Sanavita won the Food Technology Innovation Prize at the 2020 SUN Pitch Competition, awarded by the Global Alliance for Improved Nutrition (GAIN) for developing technology to create nutritious and affordable food solutions. GAIN continue to support Sanavita by providing technical assistance, building the company’s capacity to produce higher volumes more efficiently. For showing innovation, creativity, value addition and impact, Jolenta also received a mentorship prize from AGREA.
The intensive training on business and financial management and networking that Jolenta received through her participation in the SUN Pitch Competition in 2020, have enabled her to understand the business from a global perspective. Realising her previous focus had been predominantly local, the training gave her ideas on gaps in the market that the company could address, not only in Morogoro but across Tanzania, and maybe the entire East African region. The company recognises that there are many other products that can be produced with biofortified crops to supply different categories of consumers.

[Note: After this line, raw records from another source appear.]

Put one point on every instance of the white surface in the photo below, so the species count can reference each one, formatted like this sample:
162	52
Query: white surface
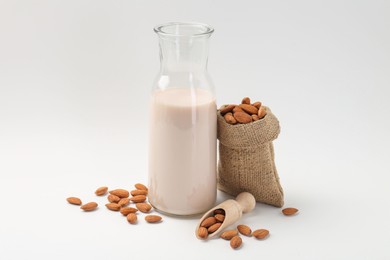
74	82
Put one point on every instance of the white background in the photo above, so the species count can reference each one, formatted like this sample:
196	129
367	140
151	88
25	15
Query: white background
75	77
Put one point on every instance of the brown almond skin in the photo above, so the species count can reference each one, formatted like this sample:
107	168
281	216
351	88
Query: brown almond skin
124	202
143	207
219	211
226	108
132	218
242	117
207	222
101	191
260	233
289	211
113	199
229	118
236	242
113	206
214	227
249	109
138	198
219	217
203	233
126	211
229	234
74	200
244	230
257	104
153	218
138	192
89	206
246	100
140	186
262	113
121	193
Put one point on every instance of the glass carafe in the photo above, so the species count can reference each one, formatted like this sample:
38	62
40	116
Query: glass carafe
183	124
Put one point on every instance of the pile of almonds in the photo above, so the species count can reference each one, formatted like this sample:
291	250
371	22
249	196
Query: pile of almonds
119	199
213	223
244	113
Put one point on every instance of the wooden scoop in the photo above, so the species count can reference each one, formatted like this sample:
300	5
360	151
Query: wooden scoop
245	202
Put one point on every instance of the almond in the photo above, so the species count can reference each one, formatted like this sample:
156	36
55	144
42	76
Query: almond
89	206
132	218
289	211
219	211
237	109
214	227
138	198
235	242
262	113
126	211
229	118
124	202
153	218
244	230
219	217
101	191
226	108
203	233
255	117
140	186
121	193
207	222
249	109
74	200
246	100
260	233
138	192
257	105
242	117
113	199
229	234
113	206
143	207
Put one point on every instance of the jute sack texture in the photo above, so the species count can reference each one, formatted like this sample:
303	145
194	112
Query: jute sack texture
246	159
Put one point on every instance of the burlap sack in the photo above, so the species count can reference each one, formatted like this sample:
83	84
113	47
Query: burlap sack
246	159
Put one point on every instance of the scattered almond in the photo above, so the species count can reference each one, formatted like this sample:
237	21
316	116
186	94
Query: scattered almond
124	202
244	230
229	234
203	233
246	100
89	206
121	193
153	218
138	192
74	200
113	206
235	242
219	217
113	199
214	227
143	207
138	198
260	233
101	191
289	211
249	109
132	218
126	211
207	222
140	186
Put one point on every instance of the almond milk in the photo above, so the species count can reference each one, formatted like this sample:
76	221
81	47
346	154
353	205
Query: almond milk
182	151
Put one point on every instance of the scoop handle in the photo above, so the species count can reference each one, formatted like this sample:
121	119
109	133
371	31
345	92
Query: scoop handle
246	201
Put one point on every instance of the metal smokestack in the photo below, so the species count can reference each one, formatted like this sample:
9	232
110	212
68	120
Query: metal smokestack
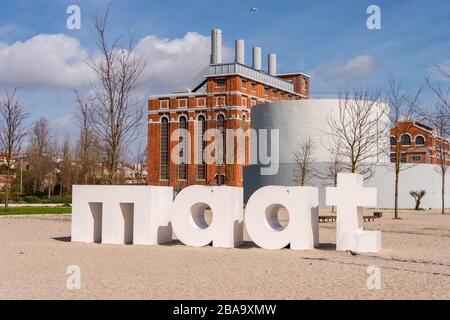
272	64
257	58
216	46
240	51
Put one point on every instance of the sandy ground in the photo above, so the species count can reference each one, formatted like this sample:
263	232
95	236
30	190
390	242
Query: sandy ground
414	262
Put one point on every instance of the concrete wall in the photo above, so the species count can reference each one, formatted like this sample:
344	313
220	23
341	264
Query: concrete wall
296	120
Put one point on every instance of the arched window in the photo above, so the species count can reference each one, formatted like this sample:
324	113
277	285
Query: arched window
201	128
164	148
244	140
406	140
183	154
221	154
420	141
393	141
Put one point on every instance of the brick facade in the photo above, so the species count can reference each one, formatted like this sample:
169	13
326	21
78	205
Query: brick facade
417	143
231	96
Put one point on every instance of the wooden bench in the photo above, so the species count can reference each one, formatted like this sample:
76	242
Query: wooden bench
368	218
333	218
327	218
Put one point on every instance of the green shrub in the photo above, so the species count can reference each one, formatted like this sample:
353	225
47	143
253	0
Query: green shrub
32	199
59	199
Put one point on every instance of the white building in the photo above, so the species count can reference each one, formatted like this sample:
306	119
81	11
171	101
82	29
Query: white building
297	120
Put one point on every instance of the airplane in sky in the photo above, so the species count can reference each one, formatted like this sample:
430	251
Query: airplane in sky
254	8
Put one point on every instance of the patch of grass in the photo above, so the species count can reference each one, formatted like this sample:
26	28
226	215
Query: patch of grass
34	210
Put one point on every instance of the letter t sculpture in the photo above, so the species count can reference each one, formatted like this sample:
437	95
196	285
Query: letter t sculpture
349	197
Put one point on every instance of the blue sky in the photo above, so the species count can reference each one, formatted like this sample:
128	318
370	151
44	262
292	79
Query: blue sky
327	39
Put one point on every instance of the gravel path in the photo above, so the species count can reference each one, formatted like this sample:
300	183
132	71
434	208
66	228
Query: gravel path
36	251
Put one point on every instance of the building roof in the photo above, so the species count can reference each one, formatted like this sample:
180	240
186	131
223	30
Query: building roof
233	68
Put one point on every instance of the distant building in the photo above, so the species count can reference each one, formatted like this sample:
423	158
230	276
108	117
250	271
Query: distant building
419	143
220	97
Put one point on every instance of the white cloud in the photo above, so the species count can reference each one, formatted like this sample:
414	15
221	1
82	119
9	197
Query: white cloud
45	61
355	68
172	63
59	61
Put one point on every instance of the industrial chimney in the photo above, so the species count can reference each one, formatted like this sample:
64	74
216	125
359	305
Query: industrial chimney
240	51
216	46
257	58
272	64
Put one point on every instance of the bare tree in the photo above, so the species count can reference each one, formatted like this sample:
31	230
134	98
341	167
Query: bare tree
417	195
403	108
41	149
87	149
115	118
13	131
66	167
440	121
357	131
302	160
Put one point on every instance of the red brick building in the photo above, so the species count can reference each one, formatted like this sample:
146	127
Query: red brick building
418	143
221	98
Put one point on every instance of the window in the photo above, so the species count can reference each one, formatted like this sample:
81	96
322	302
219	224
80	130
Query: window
220	82
182	167
404	158
420	141
220	101
393	141
164	104
182	103
201	167
304	84
164	165
201	102
393	157
244	147
221	143
406	140
220	179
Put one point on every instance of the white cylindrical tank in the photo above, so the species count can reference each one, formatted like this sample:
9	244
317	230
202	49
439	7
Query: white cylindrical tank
272	64
257	58
240	51
216	46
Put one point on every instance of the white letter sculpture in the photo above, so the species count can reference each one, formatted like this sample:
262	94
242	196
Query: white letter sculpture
263	227
349	197
122	214
188	216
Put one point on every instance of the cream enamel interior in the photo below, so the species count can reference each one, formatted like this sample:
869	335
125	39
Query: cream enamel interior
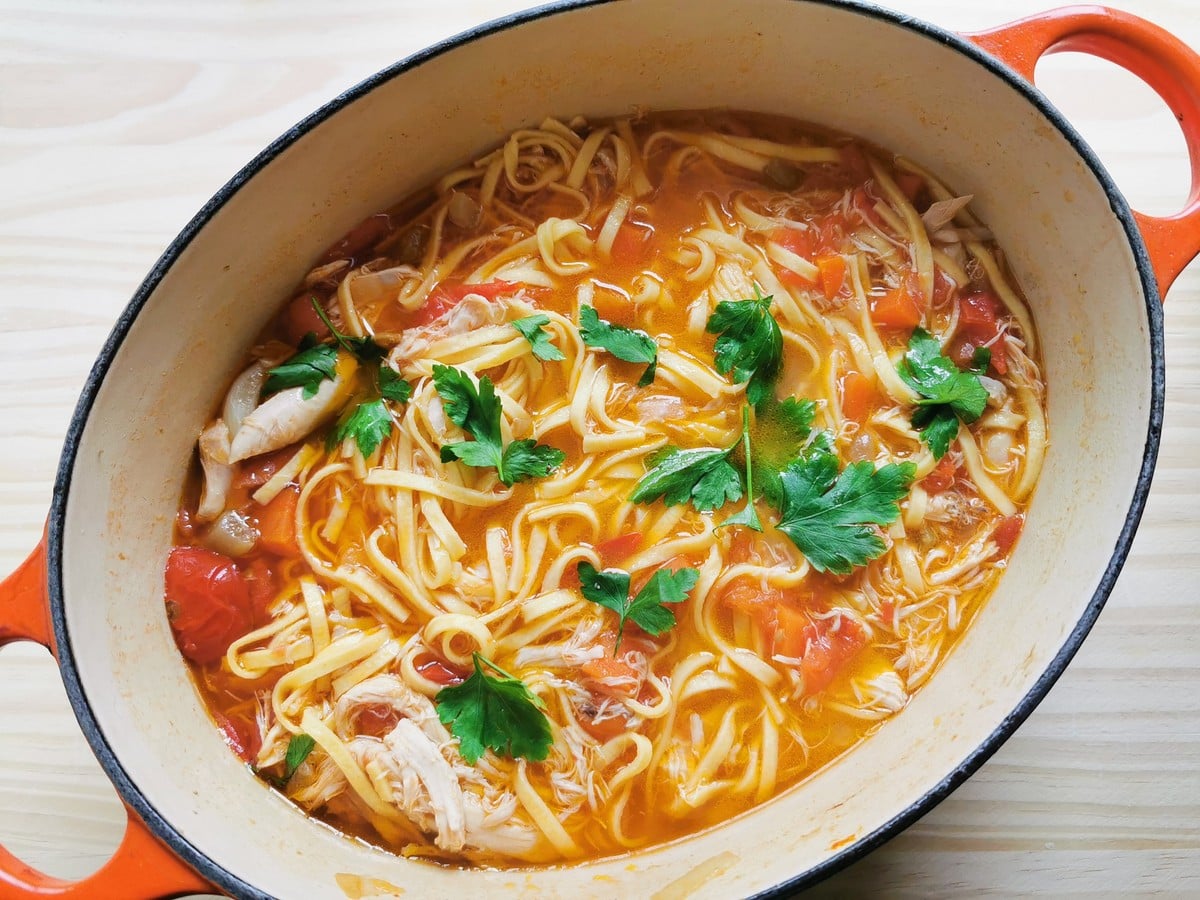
827	65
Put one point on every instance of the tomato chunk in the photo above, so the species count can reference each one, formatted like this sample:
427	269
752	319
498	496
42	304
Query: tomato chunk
942	475
979	324
208	603
1007	531
823	646
448	295
277	523
832	269
241	736
617	549
439	672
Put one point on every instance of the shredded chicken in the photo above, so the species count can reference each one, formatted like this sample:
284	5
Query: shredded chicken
425	774
214	448
472	312
288	417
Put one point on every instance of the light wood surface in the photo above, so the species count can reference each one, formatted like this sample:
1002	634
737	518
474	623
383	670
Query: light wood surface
119	119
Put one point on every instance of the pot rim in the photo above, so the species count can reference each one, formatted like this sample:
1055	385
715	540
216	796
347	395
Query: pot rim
227	881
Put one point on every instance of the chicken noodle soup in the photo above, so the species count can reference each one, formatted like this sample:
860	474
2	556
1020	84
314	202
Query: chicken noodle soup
609	487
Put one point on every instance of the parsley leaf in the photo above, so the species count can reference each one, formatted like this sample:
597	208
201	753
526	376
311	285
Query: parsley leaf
648	610
477	411
299	748
703	477
307	369
393	387
501	714
829	515
947	394
748	515
622	342
369	425
531	327
783	432
750	346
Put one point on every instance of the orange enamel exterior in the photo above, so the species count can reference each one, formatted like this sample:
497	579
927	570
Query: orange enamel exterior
1156	57
142	867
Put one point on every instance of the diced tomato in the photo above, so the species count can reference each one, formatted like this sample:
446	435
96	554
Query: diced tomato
243	737
277	523
617	549
439	672
942	475
300	318
633	243
857	396
604	730
257	471
822	651
208	603
910	184
261	583
449	294
832	269
376	720
364	235
979	324
901	309
1007	531
610	676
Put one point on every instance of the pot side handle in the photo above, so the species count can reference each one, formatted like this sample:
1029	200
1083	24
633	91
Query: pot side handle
142	868
1163	61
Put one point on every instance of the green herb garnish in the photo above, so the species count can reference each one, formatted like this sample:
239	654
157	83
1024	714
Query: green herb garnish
501	714
750	346
532	328
648	610
622	342
829	516
477	411
947	394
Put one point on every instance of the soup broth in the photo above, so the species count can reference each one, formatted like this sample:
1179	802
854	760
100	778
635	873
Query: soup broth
609	487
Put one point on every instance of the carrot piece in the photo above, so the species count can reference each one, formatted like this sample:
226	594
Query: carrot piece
857	396
277	523
617	549
633	243
897	309
833	273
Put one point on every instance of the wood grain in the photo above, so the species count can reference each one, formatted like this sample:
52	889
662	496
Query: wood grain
119	120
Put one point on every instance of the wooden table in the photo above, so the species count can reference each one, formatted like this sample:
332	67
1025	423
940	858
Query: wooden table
118	120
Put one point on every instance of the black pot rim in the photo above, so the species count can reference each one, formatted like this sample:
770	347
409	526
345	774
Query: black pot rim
237	887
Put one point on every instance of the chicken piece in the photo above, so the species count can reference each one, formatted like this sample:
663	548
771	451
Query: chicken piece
288	417
425	772
468	315
214	447
388	690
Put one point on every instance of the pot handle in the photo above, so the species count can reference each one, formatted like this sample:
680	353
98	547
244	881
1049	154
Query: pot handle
1163	61
142	867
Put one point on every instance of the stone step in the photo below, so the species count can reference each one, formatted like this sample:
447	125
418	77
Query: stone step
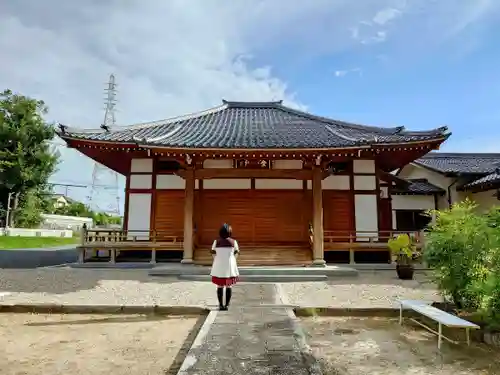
330	271
262	278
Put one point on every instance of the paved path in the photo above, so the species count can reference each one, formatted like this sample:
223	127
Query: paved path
135	287
249	339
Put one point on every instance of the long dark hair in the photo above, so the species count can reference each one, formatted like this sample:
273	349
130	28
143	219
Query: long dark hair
225	233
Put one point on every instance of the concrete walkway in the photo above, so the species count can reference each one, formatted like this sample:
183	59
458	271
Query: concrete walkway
250	338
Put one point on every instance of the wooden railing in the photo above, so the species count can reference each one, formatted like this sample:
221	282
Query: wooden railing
366	240
117	240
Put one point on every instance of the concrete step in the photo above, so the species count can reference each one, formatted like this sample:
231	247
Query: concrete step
331	271
262	278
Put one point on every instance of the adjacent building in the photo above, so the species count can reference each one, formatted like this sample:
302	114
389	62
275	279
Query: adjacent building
459	176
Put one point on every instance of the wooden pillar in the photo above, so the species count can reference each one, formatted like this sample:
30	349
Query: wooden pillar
318	241
188	217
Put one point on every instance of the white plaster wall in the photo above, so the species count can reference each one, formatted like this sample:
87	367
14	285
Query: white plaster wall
364	166
141	181
412	171
287	164
216	163
366	211
412	202
278	184
485	200
170	182
227	183
339	182
365	183
384	192
139	215
141	166
25	232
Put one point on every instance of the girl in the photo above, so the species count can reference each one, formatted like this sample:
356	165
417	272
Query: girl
224	269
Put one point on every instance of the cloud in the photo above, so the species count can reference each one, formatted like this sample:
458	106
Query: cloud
343	73
385	15
170	58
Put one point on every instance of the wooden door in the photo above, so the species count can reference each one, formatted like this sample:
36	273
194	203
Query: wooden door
280	216
338	215
169	213
385	216
225	206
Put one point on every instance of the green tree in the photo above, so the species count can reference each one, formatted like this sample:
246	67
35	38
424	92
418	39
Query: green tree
26	159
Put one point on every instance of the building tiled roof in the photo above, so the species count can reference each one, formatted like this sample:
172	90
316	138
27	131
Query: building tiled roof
417	187
253	125
460	163
490	180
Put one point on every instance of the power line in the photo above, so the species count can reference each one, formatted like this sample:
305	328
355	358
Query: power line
99	170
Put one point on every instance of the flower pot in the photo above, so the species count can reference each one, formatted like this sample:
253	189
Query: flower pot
405	271
492	338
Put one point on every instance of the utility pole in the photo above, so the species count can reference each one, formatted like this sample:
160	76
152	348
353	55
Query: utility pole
7	214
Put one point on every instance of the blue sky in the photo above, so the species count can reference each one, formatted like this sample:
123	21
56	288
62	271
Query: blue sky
417	63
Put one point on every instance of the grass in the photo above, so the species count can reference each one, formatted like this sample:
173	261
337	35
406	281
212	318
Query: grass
15	242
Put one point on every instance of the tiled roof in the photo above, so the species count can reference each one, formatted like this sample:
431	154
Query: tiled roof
418	186
460	163
492	179
253	125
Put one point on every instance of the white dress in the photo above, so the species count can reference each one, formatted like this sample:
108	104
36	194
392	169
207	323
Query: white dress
224	264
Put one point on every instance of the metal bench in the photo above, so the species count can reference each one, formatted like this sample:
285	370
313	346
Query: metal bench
441	317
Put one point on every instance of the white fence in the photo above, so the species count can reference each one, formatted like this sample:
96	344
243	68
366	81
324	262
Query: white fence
24	232
61	222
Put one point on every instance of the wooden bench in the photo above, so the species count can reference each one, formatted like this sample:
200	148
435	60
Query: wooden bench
441	317
113	247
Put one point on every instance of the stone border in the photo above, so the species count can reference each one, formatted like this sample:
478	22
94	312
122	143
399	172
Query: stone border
388	312
103	309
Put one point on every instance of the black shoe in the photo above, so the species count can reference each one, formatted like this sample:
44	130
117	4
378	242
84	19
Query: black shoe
220	295
229	293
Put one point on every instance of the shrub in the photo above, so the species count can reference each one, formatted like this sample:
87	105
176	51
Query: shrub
463	249
456	246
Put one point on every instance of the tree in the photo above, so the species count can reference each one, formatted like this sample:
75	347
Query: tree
81	210
26	160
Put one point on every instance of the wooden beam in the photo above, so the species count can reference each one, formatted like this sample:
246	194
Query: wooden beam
188	216
205	174
318	242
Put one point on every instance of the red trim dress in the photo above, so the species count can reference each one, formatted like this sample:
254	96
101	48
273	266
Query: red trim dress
224	268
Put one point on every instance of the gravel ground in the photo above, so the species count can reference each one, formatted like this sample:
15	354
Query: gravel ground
135	287
358	346
94	345
370	289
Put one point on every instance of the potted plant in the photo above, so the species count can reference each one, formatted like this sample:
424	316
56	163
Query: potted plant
404	249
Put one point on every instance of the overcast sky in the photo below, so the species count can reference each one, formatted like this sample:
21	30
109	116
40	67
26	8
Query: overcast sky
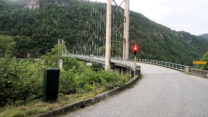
181	15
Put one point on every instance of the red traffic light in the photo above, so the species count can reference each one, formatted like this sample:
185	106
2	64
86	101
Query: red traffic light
135	49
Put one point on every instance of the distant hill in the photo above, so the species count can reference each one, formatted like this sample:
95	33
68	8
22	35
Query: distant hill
37	31
205	36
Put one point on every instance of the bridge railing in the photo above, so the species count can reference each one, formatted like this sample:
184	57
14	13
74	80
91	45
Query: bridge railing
170	65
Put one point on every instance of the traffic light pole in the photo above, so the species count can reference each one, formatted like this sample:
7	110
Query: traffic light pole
126	31
108	37
134	65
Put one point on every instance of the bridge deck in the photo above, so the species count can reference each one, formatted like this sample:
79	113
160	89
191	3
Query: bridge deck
161	93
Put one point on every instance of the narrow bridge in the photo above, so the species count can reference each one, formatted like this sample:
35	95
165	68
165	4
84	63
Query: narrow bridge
162	92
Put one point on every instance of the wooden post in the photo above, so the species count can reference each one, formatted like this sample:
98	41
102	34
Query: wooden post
108	37
126	31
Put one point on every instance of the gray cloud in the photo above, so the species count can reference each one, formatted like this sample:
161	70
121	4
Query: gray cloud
180	15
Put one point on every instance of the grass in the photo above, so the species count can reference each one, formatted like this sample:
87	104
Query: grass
38	106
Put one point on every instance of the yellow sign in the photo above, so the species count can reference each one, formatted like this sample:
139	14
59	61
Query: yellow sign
200	62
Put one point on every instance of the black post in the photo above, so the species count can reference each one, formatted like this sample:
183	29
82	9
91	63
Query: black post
51	83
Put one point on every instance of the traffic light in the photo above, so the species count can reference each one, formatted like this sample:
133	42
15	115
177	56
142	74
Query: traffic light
135	49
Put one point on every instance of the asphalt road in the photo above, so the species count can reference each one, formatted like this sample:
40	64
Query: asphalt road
161	93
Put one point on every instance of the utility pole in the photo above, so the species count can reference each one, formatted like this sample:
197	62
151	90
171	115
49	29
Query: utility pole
126	31
108	37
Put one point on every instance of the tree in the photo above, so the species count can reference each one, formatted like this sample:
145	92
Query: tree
205	58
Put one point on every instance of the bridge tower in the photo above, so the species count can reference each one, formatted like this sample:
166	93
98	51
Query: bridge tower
108	32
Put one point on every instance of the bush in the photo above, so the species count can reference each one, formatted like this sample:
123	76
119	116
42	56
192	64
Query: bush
20	80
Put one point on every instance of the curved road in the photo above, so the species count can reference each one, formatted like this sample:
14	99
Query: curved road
161	93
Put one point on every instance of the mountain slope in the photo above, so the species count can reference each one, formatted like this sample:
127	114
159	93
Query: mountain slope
205	36
36	31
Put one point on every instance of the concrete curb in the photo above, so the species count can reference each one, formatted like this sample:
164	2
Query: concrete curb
71	107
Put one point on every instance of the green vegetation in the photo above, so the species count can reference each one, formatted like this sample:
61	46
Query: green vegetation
36	32
205	36
204	58
21	82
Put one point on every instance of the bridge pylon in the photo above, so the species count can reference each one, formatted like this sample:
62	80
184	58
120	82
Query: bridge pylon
125	32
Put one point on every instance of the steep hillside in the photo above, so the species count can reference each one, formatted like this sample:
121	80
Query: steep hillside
36	31
205	36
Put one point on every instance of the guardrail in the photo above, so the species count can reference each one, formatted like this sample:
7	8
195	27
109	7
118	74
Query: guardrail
170	65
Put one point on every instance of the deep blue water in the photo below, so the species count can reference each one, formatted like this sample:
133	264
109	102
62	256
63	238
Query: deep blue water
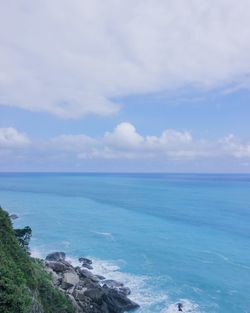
169	237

The AGREA mentorship will help the company in expanding and establishing their own production facility separate from the SUGECO site. The cash prize from GAIN of US$10,000 for the SUN Pitch Competition has supported Sanavita’s business needs and made this development possible. A further grant through GAIN’s Keep Food Markets Working programme during the COVID-19 pandemic has covered operational costs and allowed Jolenta to continue paying staff salaries.
Jolenta finds these awards have not only boosted her business and informed her plans for expansion, but also enable her to interact with other like-minded entrepreneurs in countries across Africa and Asia.